A Chinese cigarette holder of carved ivory forms one gatepost; the lintel is an elaborately constructed silver dragon. An ivory carp, which looks like an antiquity, was in fact carved for Ho by one of his students. This necklace marks his development into a storyteller in metal. More than a collage of found objects, it combines pieces sought out or fabricated to serve a specific narrative.
A series of silver pendants from the early 1990s are Ming dynasty chairs with symbolic objects arranged on their seats, each a tiny tableau illustrating a Chinese tradition or superstition. In “First Birthday” (1990), the straight-backed chair holds a plate of noodles, a Chinese talisman for long life. In “Wedding Tea” (1994), a pair of geese shares the chair with a pair of teacups.
“Geese always mate for life,” Ho explains, “and, of course, at a wedding, the bride serves tea both to her family and her new in-laws.”

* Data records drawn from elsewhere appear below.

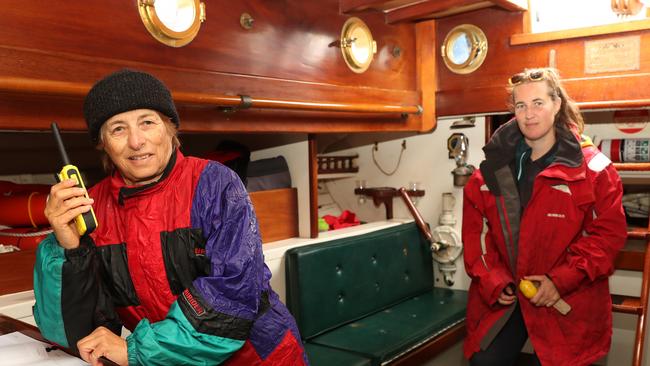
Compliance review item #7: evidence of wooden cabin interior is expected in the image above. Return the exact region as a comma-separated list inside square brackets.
[0, 0, 650, 366]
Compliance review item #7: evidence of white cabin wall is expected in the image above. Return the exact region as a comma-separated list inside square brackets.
[251, 141, 310, 238]
[327, 114, 650, 366]
[320, 117, 485, 289]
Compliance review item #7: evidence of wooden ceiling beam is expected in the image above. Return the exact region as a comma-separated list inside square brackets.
[491, 0, 528, 11]
[339, 0, 400, 14]
[386, 0, 484, 24]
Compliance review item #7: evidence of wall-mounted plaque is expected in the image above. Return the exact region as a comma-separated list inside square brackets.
[585, 36, 641, 74]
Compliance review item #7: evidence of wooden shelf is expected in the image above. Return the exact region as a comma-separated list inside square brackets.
[510, 19, 650, 46]
[627, 227, 650, 239]
[612, 163, 650, 172]
[612, 295, 643, 315]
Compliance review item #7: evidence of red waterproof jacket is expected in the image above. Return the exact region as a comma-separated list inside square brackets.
[463, 120, 626, 366]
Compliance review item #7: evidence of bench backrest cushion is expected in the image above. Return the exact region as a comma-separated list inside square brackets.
[286, 223, 433, 340]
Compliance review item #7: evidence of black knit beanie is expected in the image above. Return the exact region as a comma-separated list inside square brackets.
[84, 69, 179, 143]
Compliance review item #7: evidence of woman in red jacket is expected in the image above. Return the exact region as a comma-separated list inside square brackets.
[463, 68, 626, 366]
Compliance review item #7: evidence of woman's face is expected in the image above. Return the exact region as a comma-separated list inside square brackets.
[101, 109, 173, 185]
[512, 81, 561, 146]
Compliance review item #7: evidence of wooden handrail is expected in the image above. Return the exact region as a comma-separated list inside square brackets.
[0, 77, 422, 114]
[613, 163, 650, 171]
[578, 99, 650, 110]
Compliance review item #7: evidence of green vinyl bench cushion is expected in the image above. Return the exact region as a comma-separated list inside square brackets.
[309, 288, 467, 365]
[285, 223, 467, 366]
[305, 343, 372, 366]
[286, 223, 433, 339]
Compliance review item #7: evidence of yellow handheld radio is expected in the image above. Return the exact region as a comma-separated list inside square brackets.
[52, 122, 97, 235]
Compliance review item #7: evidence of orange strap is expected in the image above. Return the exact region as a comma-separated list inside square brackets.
[27, 192, 38, 228]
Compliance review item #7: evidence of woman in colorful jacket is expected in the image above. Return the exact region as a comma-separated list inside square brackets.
[463, 68, 626, 366]
[34, 70, 307, 365]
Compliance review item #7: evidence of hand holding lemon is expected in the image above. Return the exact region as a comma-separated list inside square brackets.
[519, 279, 571, 315]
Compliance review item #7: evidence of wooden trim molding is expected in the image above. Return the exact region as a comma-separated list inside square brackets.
[0, 77, 422, 115]
[510, 19, 650, 46]
[415, 20, 438, 132]
[490, 0, 528, 11]
[307, 134, 318, 238]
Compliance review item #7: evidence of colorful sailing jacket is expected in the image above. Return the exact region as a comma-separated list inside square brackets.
[34, 151, 307, 365]
[463, 120, 626, 366]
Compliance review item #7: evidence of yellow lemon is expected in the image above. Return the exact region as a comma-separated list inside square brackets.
[519, 280, 537, 299]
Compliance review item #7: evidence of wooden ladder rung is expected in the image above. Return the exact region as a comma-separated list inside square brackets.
[612, 295, 643, 315]
[627, 227, 650, 239]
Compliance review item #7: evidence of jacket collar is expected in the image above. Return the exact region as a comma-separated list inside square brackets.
[480, 118, 585, 196]
[110, 149, 180, 205]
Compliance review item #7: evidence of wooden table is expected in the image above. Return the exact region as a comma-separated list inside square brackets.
[0, 314, 118, 366]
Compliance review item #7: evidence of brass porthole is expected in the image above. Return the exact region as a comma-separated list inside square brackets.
[442, 24, 488, 74]
[341, 17, 377, 74]
[138, 0, 205, 47]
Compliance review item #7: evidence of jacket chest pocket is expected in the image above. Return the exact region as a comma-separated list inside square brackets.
[160, 228, 210, 295]
[521, 181, 594, 249]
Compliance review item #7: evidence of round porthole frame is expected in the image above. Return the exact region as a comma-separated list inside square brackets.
[138, 0, 205, 47]
[441, 24, 488, 74]
[340, 17, 377, 74]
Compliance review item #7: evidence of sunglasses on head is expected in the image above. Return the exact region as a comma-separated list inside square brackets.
[508, 70, 546, 86]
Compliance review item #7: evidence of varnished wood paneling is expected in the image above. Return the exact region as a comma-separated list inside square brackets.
[0, 0, 420, 132]
[386, 0, 480, 24]
[249, 188, 298, 243]
[307, 134, 318, 238]
[415, 20, 438, 131]
[436, 8, 650, 116]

With the chair series, he almost completely departs from found objects, fabricating entire pieces from scratch, in silver. “Soil Toil” (1998) tells the story of Ho’s paternal grandfather, Ho Kee Seu, who came from China in 1878, establishing himself as a tenant farmer in Kula, Hawaii. During World War I, he sold his lima bean crop to the U.S. government for two years, each year making $10,000, a fortune that allowed him to buy a house in Honolulu. The beautifully balanced, asymmetrical silver necklace depicts a Chinese-style lattice roof sheltering grandfather’s blue field-worker’s jacket; a pair of barefoot charms, now hung up as if retired; and a bucket of golden lima beans.

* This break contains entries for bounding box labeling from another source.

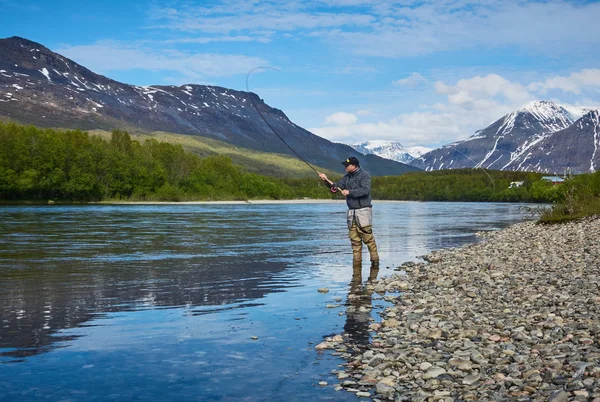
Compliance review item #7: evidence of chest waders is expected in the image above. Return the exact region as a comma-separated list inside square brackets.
[347, 207, 379, 265]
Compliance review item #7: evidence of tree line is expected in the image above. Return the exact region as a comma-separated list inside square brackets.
[0, 123, 330, 201]
[0, 122, 584, 202]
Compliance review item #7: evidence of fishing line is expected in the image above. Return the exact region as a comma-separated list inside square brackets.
[246, 67, 319, 174]
[246, 67, 496, 202]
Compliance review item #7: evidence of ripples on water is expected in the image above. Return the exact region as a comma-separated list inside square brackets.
[0, 203, 536, 400]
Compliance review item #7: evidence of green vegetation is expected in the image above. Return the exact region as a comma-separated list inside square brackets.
[0, 123, 331, 201]
[89, 130, 334, 178]
[539, 171, 600, 224]
[0, 122, 600, 222]
[373, 169, 561, 202]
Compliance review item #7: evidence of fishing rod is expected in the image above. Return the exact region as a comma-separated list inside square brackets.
[246, 67, 338, 193]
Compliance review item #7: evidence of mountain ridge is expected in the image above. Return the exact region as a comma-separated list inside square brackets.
[0, 37, 418, 175]
[348, 140, 432, 163]
[411, 101, 600, 173]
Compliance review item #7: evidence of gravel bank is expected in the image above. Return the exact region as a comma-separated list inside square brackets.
[329, 218, 600, 402]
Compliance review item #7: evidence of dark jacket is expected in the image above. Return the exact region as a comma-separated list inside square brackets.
[333, 168, 373, 209]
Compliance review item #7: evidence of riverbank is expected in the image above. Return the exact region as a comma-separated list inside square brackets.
[95, 198, 419, 205]
[333, 217, 600, 402]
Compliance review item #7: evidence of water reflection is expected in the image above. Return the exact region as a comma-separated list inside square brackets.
[0, 258, 293, 357]
[0, 203, 536, 401]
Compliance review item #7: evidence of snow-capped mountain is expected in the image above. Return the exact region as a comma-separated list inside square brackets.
[0, 37, 418, 175]
[349, 140, 431, 163]
[411, 101, 600, 172]
[508, 110, 600, 173]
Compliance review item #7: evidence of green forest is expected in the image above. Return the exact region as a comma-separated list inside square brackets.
[0, 122, 600, 209]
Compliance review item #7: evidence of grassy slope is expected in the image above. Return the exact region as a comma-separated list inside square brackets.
[88, 130, 340, 178]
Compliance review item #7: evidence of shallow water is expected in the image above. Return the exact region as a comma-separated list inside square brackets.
[0, 203, 530, 401]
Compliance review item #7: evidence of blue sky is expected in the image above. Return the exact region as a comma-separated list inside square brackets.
[0, 0, 600, 147]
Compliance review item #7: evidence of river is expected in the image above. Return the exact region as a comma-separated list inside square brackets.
[0, 202, 531, 401]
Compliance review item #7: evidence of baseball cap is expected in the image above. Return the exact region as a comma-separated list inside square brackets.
[342, 156, 360, 166]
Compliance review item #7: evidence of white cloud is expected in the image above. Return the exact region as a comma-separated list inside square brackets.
[356, 109, 375, 116]
[321, 0, 600, 58]
[435, 74, 532, 110]
[150, 0, 600, 58]
[528, 68, 600, 95]
[152, 1, 375, 34]
[393, 73, 427, 87]
[310, 74, 535, 147]
[325, 112, 358, 126]
[57, 41, 269, 79]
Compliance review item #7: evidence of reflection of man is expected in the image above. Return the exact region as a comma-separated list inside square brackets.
[344, 266, 379, 346]
[319, 157, 379, 269]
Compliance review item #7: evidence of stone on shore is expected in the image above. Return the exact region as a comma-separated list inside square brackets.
[328, 217, 600, 402]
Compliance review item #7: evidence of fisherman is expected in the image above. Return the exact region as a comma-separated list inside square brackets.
[319, 156, 379, 269]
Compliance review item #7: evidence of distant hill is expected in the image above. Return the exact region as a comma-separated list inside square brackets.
[0, 37, 418, 175]
[349, 140, 432, 163]
[411, 101, 600, 173]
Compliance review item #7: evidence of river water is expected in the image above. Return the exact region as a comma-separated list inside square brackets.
[0, 202, 531, 401]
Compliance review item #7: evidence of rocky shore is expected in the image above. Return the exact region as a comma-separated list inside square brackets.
[319, 218, 600, 402]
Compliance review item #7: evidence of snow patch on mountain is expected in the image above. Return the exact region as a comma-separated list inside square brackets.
[348, 140, 431, 163]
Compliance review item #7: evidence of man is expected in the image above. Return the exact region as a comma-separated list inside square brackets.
[319, 157, 379, 269]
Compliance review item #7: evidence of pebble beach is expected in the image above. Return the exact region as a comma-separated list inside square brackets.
[317, 217, 600, 402]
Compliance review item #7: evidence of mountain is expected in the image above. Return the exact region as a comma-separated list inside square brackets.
[0, 37, 418, 175]
[411, 101, 598, 172]
[349, 140, 431, 163]
[508, 110, 600, 173]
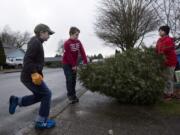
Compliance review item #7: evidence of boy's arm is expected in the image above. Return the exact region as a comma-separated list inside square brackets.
[161, 40, 175, 54]
[80, 42, 88, 64]
[64, 43, 76, 67]
[24, 43, 38, 73]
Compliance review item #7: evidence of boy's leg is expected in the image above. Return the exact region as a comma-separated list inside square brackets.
[20, 82, 52, 118]
[63, 65, 76, 97]
[164, 67, 175, 95]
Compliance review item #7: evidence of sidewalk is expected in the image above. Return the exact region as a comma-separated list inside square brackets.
[17, 92, 180, 135]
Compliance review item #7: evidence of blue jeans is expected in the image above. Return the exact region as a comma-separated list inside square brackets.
[63, 64, 77, 97]
[21, 82, 52, 118]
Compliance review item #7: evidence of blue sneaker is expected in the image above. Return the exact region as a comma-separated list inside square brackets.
[68, 96, 79, 104]
[9, 96, 18, 114]
[35, 119, 56, 129]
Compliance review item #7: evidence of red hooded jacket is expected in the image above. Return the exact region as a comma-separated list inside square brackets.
[156, 36, 177, 67]
[63, 39, 87, 67]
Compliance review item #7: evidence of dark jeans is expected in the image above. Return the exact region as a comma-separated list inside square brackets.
[63, 65, 77, 97]
[21, 82, 52, 118]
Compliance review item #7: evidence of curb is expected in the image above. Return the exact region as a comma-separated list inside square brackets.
[15, 88, 87, 135]
[0, 69, 22, 74]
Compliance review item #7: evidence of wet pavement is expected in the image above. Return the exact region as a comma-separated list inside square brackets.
[18, 92, 180, 135]
[0, 68, 80, 135]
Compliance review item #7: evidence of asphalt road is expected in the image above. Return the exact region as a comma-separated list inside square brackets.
[0, 69, 79, 135]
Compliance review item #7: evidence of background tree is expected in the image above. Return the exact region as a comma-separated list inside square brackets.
[153, 0, 180, 44]
[97, 53, 103, 59]
[95, 0, 159, 51]
[0, 39, 6, 70]
[56, 39, 65, 57]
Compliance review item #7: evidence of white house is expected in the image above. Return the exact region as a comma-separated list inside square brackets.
[3, 46, 25, 67]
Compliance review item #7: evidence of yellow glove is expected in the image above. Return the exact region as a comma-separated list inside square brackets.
[31, 73, 43, 85]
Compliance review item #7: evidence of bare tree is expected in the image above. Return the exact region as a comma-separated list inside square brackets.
[56, 40, 65, 56]
[95, 0, 159, 51]
[0, 26, 31, 48]
[153, 0, 180, 40]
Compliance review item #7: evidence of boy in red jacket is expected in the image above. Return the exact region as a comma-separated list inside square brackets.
[156, 26, 177, 100]
[63, 27, 87, 104]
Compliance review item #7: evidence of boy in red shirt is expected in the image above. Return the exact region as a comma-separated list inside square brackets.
[63, 27, 87, 104]
[156, 26, 177, 100]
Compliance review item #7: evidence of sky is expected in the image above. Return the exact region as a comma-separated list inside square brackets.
[0, 0, 158, 57]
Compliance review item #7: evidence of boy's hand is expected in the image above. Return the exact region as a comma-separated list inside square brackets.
[31, 73, 43, 85]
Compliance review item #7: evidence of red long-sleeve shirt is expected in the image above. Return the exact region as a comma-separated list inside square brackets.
[63, 39, 87, 67]
[156, 36, 177, 67]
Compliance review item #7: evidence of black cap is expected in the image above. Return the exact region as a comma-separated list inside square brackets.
[34, 24, 55, 35]
[159, 25, 170, 35]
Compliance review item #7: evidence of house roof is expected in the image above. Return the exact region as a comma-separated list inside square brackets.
[3, 46, 25, 57]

Ho’s jewelry makes oral history visible. One aspect of Ho’s history that is not expressly shown in his jewelry is his work as a teacher. For 34 years, he balanced the two careers, teaching full time in elementary, middle and high schools before retiring in 1992. He fondly recalls his students’ creativity and spontaneity as a source of inspiration, but also remembers late nights in the jewelry studio while teaching by day. He apparently succeeded in his dedication to both disciplines, winning national and state-level awards as an art educator.
“I had a lot of art teachers. I remember him,” says Luly Yang, now a successful Seattle clothing designer and retailer. While at Newport High School, she took classes from Ho in several media including jewelry and painting. Although she took art every semester and continued at the University of Washington, Ho was one of only a couple of instructors that made a lasting impression. Yang designs some jewelry along with her clothing line and credits her understanding of the production process to Ho’s teaching.

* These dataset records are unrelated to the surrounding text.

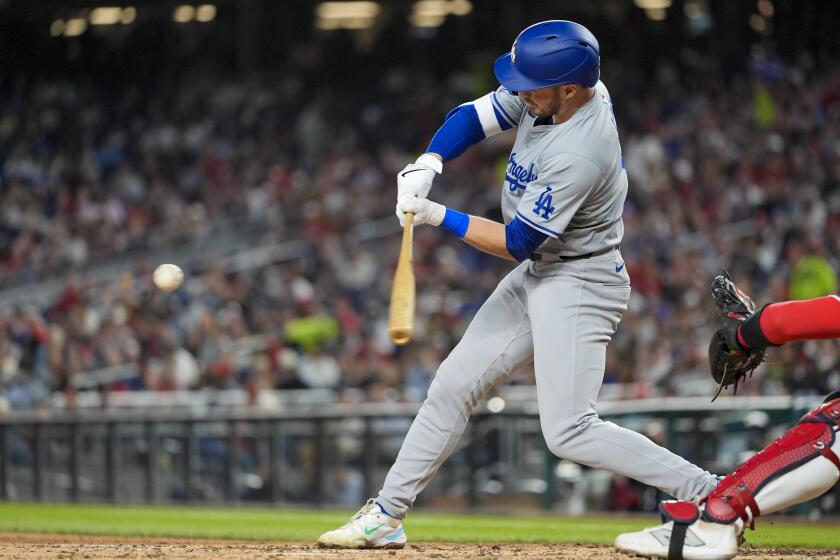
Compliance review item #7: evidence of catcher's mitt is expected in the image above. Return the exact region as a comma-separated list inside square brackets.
[709, 270, 765, 401]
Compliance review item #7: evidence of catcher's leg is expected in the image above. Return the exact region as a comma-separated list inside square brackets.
[738, 296, 840, 348]
[615, 393, 840, 560]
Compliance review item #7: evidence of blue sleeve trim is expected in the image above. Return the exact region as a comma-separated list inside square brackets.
[505, 217, 548, 262]
[516, 212, 560, 237]
[426, 104, 484, 161]
[440, 208, 470, 238]
[490, 92, 516, 128]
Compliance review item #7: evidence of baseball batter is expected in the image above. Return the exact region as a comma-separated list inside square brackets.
[319, 21, 717, 548]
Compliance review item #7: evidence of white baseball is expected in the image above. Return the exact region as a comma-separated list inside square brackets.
[152, 264, 184, 292]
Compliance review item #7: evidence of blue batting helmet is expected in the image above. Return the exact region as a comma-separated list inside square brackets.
[493, 19, 601, 91]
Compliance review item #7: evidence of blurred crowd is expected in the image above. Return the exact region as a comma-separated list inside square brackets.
[0, 60, 840, 408]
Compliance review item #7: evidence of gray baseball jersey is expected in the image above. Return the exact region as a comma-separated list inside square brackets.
[473, 82, 627, 256]
[378, 82, 717, 517]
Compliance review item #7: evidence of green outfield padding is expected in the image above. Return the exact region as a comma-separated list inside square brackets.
[0, 503, 840, 548]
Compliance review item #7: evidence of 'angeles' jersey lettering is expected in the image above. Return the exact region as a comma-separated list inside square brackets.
[473, 82, 627, 256]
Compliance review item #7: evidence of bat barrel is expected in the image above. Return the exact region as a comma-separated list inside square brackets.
[388, 214, 415, 344]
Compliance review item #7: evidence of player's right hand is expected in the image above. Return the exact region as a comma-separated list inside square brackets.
[396, 154, 443, 222]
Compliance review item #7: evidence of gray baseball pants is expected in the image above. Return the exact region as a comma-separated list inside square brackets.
[378, 250, 717, 518]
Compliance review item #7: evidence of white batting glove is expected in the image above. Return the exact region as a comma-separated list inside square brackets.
[396, 154, 443, 223]
[397, 196, 446, 226]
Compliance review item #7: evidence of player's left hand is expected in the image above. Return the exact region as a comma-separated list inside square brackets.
[396, 154, 443, 224]
[397, 196, 446, 226]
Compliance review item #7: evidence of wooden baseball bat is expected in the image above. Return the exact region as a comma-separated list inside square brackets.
[388, 213, 415, 344]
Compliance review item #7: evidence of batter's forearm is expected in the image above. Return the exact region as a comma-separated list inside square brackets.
[463, 216, 516, 261]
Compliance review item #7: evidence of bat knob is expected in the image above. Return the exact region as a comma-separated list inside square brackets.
[388, 328, 411, 345]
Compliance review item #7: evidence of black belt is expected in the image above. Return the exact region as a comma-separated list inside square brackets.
[531, 247, 618, 262]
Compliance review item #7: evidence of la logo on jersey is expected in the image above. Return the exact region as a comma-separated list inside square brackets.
[534, 187, 554, 220]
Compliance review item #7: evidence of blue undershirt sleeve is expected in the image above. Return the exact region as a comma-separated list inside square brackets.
[505, 217, 548, 262]
[426, 105, 484, 161]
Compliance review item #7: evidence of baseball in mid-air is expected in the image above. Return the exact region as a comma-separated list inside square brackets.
[152, 264, 184, 292]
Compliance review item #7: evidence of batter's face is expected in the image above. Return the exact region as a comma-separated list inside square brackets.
[517, 84, 577, 117]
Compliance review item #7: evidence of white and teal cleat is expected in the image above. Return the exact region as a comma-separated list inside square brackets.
[318, 499, 406, 548]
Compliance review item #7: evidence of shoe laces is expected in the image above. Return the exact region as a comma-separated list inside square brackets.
[351, 498, 376, 521]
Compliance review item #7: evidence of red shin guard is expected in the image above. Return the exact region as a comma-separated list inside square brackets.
[703, 393, 840, 523]
[760, 296, 840, 344]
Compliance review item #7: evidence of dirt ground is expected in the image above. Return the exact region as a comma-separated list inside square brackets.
[0, 533, 840, 560]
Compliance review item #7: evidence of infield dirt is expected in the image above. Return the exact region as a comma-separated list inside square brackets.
[0, 533, 840, 560]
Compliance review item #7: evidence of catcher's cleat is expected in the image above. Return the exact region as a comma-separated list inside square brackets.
[615, 501, 743, 560]
[709, 270, 765, 401]
[318, 499, 406, 548]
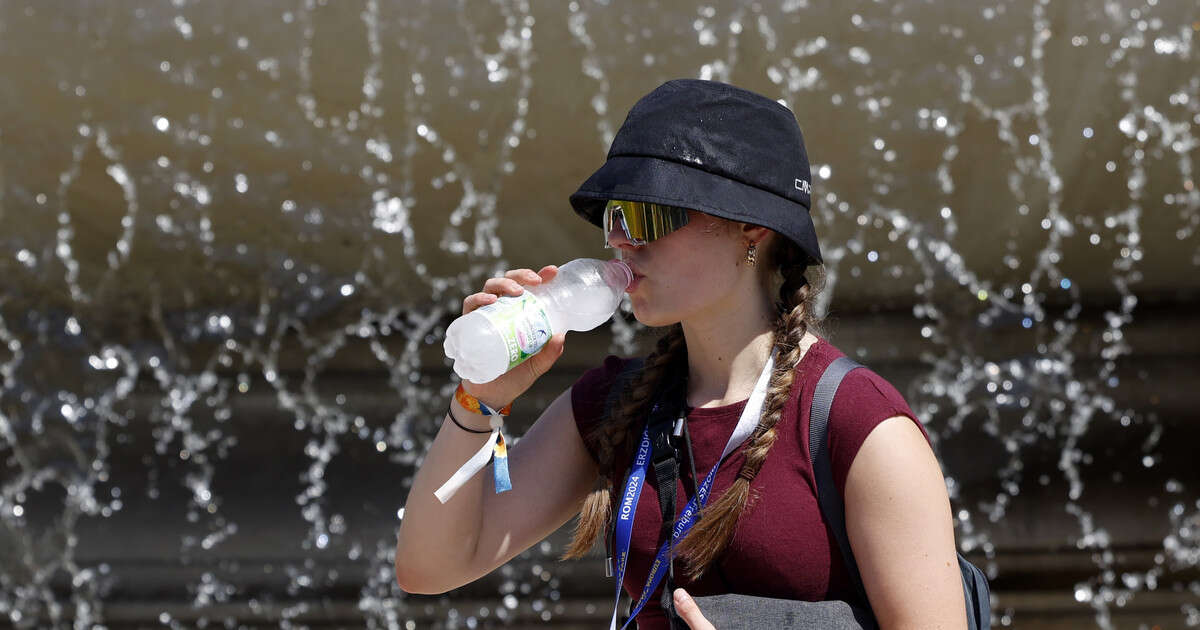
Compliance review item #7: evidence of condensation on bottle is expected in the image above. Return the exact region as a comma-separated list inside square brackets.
[443, 258, 634, 383]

“I remember him as very soft spoken, a very gentle instructor; inspirational, motivational,” she says. “He has a warm place in my heart.”
In recent years, Ho has continued to travel, mostly in Asia. “Xian- Return to the Silk Route,” “Dunhuang- Return to the Silk Road,” and “Return to Rajasthan- In Memory of Ramona Solberg” (all 2005) are memoirs of these journeys. A row of temple toys, bronze animals on wheels that Ho collected in India, is displayed opposite these pieces.
“I had been to China on the complete Silk Route, and I thought it would be interesting to do something based on that. I ended up thinking about all the animals along that route,” he recalls. “When you go to Dunhuang, you get to ride the camels. And at Xian, they dug up all those horses in the tombs.”
These animal forms are some of the most dynamic of Ho’s compositions: the galloping horses of Xian, the laughing camel of Dunhuang. “Return to Rajasthan,” an elephant with wheels, like the toys, was completed the night that Ramona Solberg died last year, a tribute to their long journey as friends.
“I’ve enjoyed both being an artist as well as traveling. But after Ramona passed away, I also started reexamining myself and thinking. This year, I’m going to be 70 and if I’m lucky, I’ll have 10 good years before maybe my eyes might fail … Jewelry is such an intensive kind of work. And so I think I’d better spend more time in the studio.”